Improving early education is a key to the success of the Birth to Three Act. Access to high-quality, affordable early learning can reduce the difference in school readiness between low-income toddlers and their higher-income peers. Children who receive quality care also grow up to earn more money as adults.[3]
Yet DC’s support of early education is not enough to cover the costs of high-quality early care and education.[4] This leaves many providers struggling to make ends meet and contributes to a shortage of high-quality care. It also leaves compensation for teachers and staff at very low levels—an average of $29,000—making it hard to attract and retain an experienced workforce.
This is particularly a problem for providers in low-income neighborhoods that primarily serve children who are in the subsidy program.

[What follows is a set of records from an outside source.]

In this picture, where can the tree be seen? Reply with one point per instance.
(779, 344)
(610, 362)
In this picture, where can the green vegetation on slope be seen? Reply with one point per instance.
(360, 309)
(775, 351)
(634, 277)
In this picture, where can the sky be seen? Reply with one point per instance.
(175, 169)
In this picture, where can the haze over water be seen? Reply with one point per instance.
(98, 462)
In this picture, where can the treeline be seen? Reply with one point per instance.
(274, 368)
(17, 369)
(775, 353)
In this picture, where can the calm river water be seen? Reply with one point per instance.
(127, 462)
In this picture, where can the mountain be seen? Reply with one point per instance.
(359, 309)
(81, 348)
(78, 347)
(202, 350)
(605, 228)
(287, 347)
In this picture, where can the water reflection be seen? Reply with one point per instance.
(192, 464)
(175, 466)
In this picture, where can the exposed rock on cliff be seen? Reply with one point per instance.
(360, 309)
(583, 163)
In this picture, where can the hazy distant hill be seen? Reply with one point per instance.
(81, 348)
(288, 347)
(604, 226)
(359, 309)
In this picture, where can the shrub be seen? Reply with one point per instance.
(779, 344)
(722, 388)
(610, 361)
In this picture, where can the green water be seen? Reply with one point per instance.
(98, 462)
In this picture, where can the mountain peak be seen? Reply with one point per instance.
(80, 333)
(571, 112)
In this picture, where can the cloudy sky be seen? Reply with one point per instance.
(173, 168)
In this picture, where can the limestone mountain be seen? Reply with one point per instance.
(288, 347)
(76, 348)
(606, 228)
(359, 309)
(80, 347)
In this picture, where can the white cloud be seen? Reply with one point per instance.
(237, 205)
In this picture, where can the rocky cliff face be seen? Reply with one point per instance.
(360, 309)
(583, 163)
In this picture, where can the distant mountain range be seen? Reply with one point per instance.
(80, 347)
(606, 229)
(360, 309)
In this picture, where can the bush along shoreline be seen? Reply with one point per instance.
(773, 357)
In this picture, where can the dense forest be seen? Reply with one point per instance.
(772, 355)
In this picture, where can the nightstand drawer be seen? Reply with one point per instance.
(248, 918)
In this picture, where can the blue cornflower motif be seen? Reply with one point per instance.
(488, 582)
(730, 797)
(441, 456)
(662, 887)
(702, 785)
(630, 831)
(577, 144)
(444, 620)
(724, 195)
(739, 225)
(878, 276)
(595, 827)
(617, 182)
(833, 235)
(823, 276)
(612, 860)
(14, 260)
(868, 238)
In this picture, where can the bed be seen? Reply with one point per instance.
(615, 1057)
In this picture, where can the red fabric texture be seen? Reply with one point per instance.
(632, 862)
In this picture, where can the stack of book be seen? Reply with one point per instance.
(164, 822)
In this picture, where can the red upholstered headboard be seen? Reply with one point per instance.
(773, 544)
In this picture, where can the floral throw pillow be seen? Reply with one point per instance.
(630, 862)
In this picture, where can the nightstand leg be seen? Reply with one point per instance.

Nearly all licensed infant and toddler slots in Wards 7 and 8 are used by children receiving subsidies, and over half of the children in licensed child care in Wards 1, 4, and 5 are receiving subsidies.[5]
The Birth to Three Act calls for raising child care subsidies by 2023 to cover the full cost of care and to raise compensation of early educators to align with salaries of public school teachers. This will ensure that all providers have the resources needed to provide high-quality care and that salaries for early educators are sufficient to compete with K-12 schools to attract and retain a skilled workforce.
The proposed DC budget includes $5 million to improve DC’s child care subsidy program, building on increases in FY 2018 and FY 2019. Yet the new increase is less than one-fourth of the $22 million increase needed in FY 2020, and less than 5 percent of the $114 million needed over the next four years.
DCFPI urges the DC Council to find the resources needed to move forward with implementation of the Birth to Three Act, by adding $17 million more for the child care subsidy program.
Thank you for the chance to testify.
[1] Center on the Developing Child at Harvard University. “Five Numbers to Remember about Early Childhood Development.” 2009.
[2] See Zero to Three, “Infant-Toddler Child Care Fact Sheet” 2017.
[3] Heckman, James, “Lifecycle Benefits”
[4] See, for example, Modeling the Cost of Child Care in the District of Columbia, 2018, Office of State Superintendent of Education. The report concludes (page 5) that “In most cases, a provider’s estimated cost of delivering early care and education services exceeded the revenue generally available to provide care at different levels of quality.”
[5] One hundred percent of licensed infant and toddler slots in Wards 7 and 8 and over 50 percent in Wards 1,4, and 5 are used by children receiving subsidy. Office of the State Superintendent. (2018). Question 18, Fiscal Year 2018 Performance Oversight Hearing Responses. Retrieved from the Committee on Education 2018 Dropbox.